Luis M Cruz

1.

 La inflación es el más injusto de los impuestos, porque todos tenemos que pagarlo pero afecta más a quienes menos tienen. Ello es particularmente cierto al alterar el balance de ingresos y egresos de las familias, de por sí afectado por el golpe económico que ha significado la pandemia de la Covid-19 en su segundo año de afectación. Como muestran todas las mediciones, en México hay hasta 10% más de personas en situación de pobreza, llegando la estimación a un 62% del total de la población. No deja de ser irónico que uno de los rubros con mejor desempeño en la economía sean las remesas a sus familias de los connacionales en el extranjero, que de alguna manera contribuyen a paliar el impacto tremendo que la disminución en el ingreso ha tenido en el conjunto de las familias mexicanas.

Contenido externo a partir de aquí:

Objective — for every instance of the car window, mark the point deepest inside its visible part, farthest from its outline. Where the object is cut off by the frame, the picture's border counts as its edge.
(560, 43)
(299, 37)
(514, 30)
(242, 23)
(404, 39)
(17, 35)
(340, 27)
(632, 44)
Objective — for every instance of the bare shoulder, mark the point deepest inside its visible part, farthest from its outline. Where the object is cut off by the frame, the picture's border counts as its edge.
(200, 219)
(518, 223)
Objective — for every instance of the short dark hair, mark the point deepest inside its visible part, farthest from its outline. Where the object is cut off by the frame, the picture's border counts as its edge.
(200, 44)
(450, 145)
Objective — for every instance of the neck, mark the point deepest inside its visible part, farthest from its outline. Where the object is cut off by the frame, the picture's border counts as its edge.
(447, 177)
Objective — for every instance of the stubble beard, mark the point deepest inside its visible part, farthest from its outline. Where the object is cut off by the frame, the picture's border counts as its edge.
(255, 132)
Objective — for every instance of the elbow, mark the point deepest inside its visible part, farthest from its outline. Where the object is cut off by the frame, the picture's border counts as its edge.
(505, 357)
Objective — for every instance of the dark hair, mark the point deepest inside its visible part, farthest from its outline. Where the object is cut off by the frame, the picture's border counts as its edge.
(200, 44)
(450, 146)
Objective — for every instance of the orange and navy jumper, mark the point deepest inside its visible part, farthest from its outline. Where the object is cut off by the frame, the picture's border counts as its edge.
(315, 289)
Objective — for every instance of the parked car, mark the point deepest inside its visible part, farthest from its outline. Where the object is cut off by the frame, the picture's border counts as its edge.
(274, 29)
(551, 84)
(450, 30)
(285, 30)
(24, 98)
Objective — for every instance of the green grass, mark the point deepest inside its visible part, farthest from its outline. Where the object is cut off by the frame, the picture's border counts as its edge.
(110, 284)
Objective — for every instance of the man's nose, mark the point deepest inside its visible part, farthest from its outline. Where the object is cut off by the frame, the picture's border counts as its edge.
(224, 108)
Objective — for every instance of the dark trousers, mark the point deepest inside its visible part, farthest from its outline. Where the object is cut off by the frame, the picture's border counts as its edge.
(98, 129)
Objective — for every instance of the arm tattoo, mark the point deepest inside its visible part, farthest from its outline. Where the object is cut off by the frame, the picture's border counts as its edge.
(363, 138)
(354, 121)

El empleo también ha sufrido mermas, sea por desaparición de casi un millón de pequeñas y medianas empresas, sea porque las sobrevivientes tuvieron que reducir jornadas y jornales, algunas entrando en paro técnico para superar la caída de la demanda en los mercados. 

2.

 A ello se suma el repunte de los precios que merma aún más el ingreso de la mayoría. La canasta básica registra un sobreprecio de 12 a 15% en los tres primeros meses del año, situándose la cifra reportada por el Inegi en 6.08%, que considera una mezcla de bienes y servicios más allá de la canasta básica, que atañe a la mesa cotidiana de los mexicanos. En el indicador del Inegi, el precio de los combustibles —gasolinas, gas, electricidad— tiene un peso relevante, así como el de productos agropecuarios indispensables como el maíz (la tortilla a 20 pesos el kilogramo), el frijol (por encima de 60 pesos el kilo) y legumbres como el jitomate, la cebolla, papas y zanahorias; ni qué decir de la carne y cárnicos, también por encima de 100 pesos el kilogramo. 

3.

 En circunstancias electorales, que la inflación se dispare suele ser una mala señal, porque es sabido que si algo afecta la percepción de los votantes, es el dinero que se tiene en el bolsillo y la cantidad de productos a adquirir con el efectivo disponible. Los considerables incrementos al salario mínimo registrados hasta el momento se disipan cuando la inflación se dispara, al no haber salario que alcance para cubrir la canasta básica definida por la línea del Coneval, por ahora cercana a cuatro mil 500 pesos mensuales. 

4.

 Lo que podría haber significado una buena noticia, que este año el país volverá a crecer según todas las estimaciones entre 5 y 6%, impulsada por la recuperación de los Estados Unidos en torno al 6.5%, estaría volviendo a la zona de grises, pues una vez más, la distribución del ingreso cargará sobre los hombros de los asalariados, que estarían viendo disminuir sus ingresos reales debido a ese injusto impuesto de una inflación desaforada. Ciertamente, la reactivación económica en 2021 permitirá, como dicen los analistas, recuperar parte de la caída experimentada por los efectos económicos de la pandemia, pero podría no ser suficiente para reanimar el tejido social y recobrar el ánimo colectivo. 

5.

 Recuperar el crecimiento perdido sería posible en ése y el próximo año, cuando también se espera crecer un 3%; pero recobrar el nivel de ingresos y la capacidad adquisitiva del salario para revertir el avance de las mediciones de pobreza, es algo que habrá de tomar más tiempo, hasta cinco años, estiman los expertos. Nunca como ahora habrán de requerirse inversión en infraestructura productiva y estímulos a las actividades económicas y al empleo, pues si bien existe capacidad instalada por ahora ociosa, también se requiere generar un millón de nuevos empleos por año. Por ahora, parece inevitable que el impacto de la inflación y su efecto corrosivo en el bolsillo de los consumidores agregue otro ponderador negativo al agobiado ciudadano ante las urnas.